Ban for GP with ‘unhealthy obsession’ with lasers

A decades-long career in general practice has come to an abrupt 18-month suspension for a South Australian physician, after a disciplinary tribunal found he repeatedly violated a standing ban on promoting controversial low-level laser therapy (LLLT) to his patients. The South Australian Civil and Administrative Tribunal handed down the ruling against Mark Rogers, a long-serving Adelaide-based GP who admitted to an ‘almost delusional, unhealthy obsession’ with the alternative treatment.

The saga of Rogers’ unauthorized practice stretches back more than a decade, court documents show. Seven years ago, regulators first barred Rogers from offering LLLT to his patients, after confirming he made misleading claims about what the therapy could achieve. Most infamously, Rogers had publicly asserted LLLT could be used to treat Alzheimer’s disease, a claim he has since admitted was entirely false.

Rather than adhering to the 2016 ban, the tribunal found Rogers intentionally and blatantly ignored the regulatory order for years, continuing to steer patients toward LLLT throughout the following decade. The Medical Board of Australia eventually referred the case to the tribunal, bringing six separate misconduct charges against Rogers. Those charges covered failures to deliver adequate patient care, failures to disclose clear conflicts of interest, inappropriate financial and commercial arrangements with a patient, distribution of false and misleading medical information, breaches of a formal agreement with the national medical board, and violations of the conditions of his medical registration.

The tribunal upheld all six allegations, confirming that Rogers provided inadequate treatment and dangerous inappropriate advice through his repeated recommendations of LLLT. LLLT, sometimes called cold laser therapy, is a non-invasive procedure that uses low-intensity infrared light, marketed most commonly for pain management and inflammation reduction.
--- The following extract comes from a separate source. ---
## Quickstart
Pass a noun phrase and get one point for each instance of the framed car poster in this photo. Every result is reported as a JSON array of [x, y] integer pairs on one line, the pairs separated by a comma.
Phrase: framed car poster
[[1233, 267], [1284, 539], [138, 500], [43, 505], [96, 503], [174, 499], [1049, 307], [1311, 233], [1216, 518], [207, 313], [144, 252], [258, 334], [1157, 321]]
The treatment remains deeply controversial in mainstream medicine, with multiple independent clinical trials finding LLLT produces outcomes no better than a placebo for most patients.

What made Rogers’ violations more serious, the tribunal noted, was the undisclosed personal financial stake he held in the therapy, creating an unreported conflict of interest that put his commercial gain ahead of patient welfare. In his testimony to the tribunal, Rogers acknowledged his problematic fixation on LLLT, stating he now hates the treatment and regrets ever becoming involved with it.

However, the tribunal panel ruled that this belated admission was not enough to warrant leniency. ‘While we accept that Dr Rogers admits his behaviour, it cannot be overlooked that he has, in a sense, been forced into compliance by these proceedings against the background of the previous disciplinary orders,’ the tribunal’s finding read. ‘On our assessment of him during his evidence, we do not consider that he has developed sufficient and sincere insight into his behaviour.’

The ruling cancels Rogers’ medical practitioner registration immediately and bars him from reapplying for his license for a period of 18 months. In explaining the harsh penalty, the panel emphasized it was designed to protect the public and reinforce trust in the Australian medical system. ‘We believe that the public will be properly protected, that their faith in the medical profession can be restored and that a very strong message will be sent to the medical profession, in particular that dishonest conduct towards the health regulators and disregard for orders of a disciplinary tribunal will not be tolerated and will be met with harsh sanctions,’ the ruling stated.